В нашем гарнизоне был военный институт, в нем был небольшой коммутатор – там ночью должен дежурить один солдат, чтобы не привлекать гражданских. Ночью звонков почти нет, и можно было заниматься чем хочешь: письма пиши, спи, кури, живи, как дома, а днем в роте еще спи: это был рай на всю службу. Сюда Раскольников и попал.

Однако с ним была еще одна штука: может, кто привез это с учебки, может, решили именно после такого странного решения командования о переводе его на телефонку, что вдобавок ко всему Раскольников – стукач. Доказательств особых не было, кроме двух-трех крохотных встреч с замполитом, но доказательства никому и не были нужны.

Выбравшись на телефонку, Раскольников чуть распрямился, стал спокойней ходить – он мог слушать у себя на телефонке музыку, ходить в нормальный туалет, спокойно умываться и бриться. Ему институтские служащие говорили «вы» и подкармливали. Наверное, он там и отсыпался, потому что в роте спать было трудно. Каждый старался, проходя мимо его кровати, задеть ее, что-то громко сказать прямо над ухом или просто ударить в бок спящего – я не могу понять, как он выдерживал: лежать в кровати неподвижно по восемь часов с закрытыми глазами и каждую секунду вслушиваться в любой шорох, ожидать удара, ловить слова проходящих людей и в них постоянно видеть угрозу, и еще делать вид, что спишь, чтобы не бесить народ мыслями, что он может поспать и на телефонке. Я хотел даже у него спросить, как он выдерживает, но не мог – меня он боялся и избегал, хотя я никому не рассказывал про мысли свои, про те, которые в связи со смертью Жусипбекова. Некому было рассказывать. Та жизнь закончилась. В этой никому ничего не было надо, кроме спокойной ночи и неизбитой морды.

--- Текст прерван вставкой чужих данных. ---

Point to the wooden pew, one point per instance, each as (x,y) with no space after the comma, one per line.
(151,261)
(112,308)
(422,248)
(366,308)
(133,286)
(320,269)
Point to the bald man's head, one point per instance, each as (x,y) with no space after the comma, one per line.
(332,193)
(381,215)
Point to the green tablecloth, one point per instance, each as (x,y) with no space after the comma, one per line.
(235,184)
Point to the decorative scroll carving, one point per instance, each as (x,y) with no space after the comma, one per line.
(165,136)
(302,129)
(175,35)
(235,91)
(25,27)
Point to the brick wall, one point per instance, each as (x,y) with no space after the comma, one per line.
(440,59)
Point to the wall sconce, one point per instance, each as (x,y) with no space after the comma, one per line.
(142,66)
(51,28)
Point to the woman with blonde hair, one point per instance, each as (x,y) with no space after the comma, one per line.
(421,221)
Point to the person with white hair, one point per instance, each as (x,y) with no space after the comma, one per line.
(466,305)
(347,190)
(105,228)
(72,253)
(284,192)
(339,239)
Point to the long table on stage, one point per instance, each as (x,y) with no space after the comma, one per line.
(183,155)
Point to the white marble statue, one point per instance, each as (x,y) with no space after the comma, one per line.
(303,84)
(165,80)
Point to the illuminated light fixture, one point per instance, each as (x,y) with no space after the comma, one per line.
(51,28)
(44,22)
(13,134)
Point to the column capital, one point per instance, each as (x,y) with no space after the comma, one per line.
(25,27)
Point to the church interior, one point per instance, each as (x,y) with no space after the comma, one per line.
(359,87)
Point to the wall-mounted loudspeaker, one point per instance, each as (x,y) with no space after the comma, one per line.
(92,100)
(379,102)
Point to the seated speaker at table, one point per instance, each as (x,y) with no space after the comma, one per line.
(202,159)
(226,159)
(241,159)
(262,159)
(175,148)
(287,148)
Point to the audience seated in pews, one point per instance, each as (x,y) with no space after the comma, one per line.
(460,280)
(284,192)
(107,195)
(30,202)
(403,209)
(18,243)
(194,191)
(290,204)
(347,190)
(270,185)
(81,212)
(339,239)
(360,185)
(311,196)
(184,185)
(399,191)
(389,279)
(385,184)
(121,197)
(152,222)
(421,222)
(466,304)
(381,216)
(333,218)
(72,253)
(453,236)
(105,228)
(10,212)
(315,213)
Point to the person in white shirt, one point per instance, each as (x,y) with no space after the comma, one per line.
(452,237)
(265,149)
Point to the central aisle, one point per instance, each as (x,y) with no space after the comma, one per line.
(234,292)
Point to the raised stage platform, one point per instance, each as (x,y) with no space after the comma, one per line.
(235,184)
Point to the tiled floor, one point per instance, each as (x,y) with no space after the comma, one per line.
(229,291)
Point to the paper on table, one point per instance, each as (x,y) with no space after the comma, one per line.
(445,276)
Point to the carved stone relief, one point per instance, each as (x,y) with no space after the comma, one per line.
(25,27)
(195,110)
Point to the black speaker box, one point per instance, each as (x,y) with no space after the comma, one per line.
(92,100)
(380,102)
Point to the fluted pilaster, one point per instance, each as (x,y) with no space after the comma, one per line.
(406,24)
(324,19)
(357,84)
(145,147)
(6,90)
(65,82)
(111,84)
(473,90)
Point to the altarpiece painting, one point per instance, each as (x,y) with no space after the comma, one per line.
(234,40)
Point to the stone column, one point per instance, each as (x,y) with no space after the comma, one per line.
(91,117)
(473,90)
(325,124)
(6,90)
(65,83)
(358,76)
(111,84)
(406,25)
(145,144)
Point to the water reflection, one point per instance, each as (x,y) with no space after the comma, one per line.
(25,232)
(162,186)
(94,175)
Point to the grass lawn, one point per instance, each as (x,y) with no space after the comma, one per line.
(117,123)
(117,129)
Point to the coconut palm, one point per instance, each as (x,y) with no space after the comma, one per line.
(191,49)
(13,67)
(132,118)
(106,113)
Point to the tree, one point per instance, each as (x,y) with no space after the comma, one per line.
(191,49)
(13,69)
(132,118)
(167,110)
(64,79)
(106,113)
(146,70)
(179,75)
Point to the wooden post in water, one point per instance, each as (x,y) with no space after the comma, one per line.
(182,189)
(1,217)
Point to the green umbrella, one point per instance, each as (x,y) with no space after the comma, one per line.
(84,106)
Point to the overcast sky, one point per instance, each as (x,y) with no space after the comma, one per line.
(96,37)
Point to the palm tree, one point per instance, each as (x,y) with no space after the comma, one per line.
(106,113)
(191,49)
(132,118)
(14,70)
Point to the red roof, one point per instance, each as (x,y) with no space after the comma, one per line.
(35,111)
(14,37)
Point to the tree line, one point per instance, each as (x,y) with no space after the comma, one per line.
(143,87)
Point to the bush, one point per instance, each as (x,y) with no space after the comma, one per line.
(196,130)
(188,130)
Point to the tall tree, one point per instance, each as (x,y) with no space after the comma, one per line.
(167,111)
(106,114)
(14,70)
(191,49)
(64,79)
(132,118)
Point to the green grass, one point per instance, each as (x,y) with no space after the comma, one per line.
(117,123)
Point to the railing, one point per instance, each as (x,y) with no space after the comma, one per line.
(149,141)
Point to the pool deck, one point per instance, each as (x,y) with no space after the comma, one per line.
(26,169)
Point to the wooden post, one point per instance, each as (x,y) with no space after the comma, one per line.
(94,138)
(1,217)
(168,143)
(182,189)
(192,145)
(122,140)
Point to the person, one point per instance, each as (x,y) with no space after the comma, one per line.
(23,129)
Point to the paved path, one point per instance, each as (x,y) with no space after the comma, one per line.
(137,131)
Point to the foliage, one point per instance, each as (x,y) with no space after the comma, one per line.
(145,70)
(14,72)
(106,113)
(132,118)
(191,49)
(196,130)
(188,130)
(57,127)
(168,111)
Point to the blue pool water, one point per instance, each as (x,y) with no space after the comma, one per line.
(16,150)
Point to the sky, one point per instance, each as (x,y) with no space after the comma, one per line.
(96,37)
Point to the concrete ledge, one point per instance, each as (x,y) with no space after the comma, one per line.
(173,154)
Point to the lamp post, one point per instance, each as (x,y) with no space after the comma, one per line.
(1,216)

Уязвимым местом Раскольникова была столовая. Хоть иногда, но человеку все-таки хочется есть. Он был вынужден туда приходить. На глаза всему гарнизону – весь гарнизон знал его, как стукача. При нем сразу барабанили ложками по столам, гоняли его без конца за кружками, тарелками, ложками, заставляли разливать чай и бегать за хлебом даже салабонам. Салабоны тоже переставали его уважать. Ему ведь неплохо жилось на телефонке, а этого не прощают.

А я жалел Раскольникова – мне все время казалось, что я тоже мог пойти по его пути, если бы что-то слепое раздавило бы меня, а не его. Будто мы не шинелями поменялись, а судьбами. Будто я вижу в нем себя, и он меня избавил.

Окончательно погубило его расслабление.

У каждого салабона поближе к приказу, к концу года службы, появляется расслабление. Не как протест – от этого и следа не остается, а как первая ласточка конца салабонства. Кто-то начинает втихаря копить стишки и фотографии для будущего дембельского альбома, кто-то качает мышцы на брусьях и турнике втайне от дедов, готовя свой авторитет для встречи будущих салабонов, а Раскольников вздумал звонить каждую ночь домой по служебному проводу.

Отец его – инвалид, днем имел возможность поспать, а по ночам чуть ли не по часу беседовал с сыном за государственный счет. Это дело открылось через бухгалтерию, уставшую платить, недели за две до приказа – ефрейтора Раскольникова вышвырнули с телефонки, а наша часть насовсем лишилась теплого места как не оправдавшая доверия.

Я подумал про себя: ничего страшного, самое страшное время Раскольников все равно отсидел на телефонке. Но я чуть ошибся.

За день до приказа роту подняли среди ночи на поверку – четыре шнурка из второго взвода отдыхали в этот момент в общежитии медучилища. Еще через двое суток эти счастливые ребята продолжили выполнять свой воинский долг в сибирском городе Арединске, где снег тает в мае. Этот факт все связали с возвращением в роту Раскольникова, решили – стуканул он. На следующий день после приказа новые деды собрали самых авторитетных из новых шнурков, в том числе и Петренко, и объявили – для Раскольникова приказа не будет. Он продолжит жить как салабон.

На следующий день сержант Петренко послал на парашу ефрейтора Раскольникова, с которым полгода спал на одной «спарке» в учебке. Такие вот дела.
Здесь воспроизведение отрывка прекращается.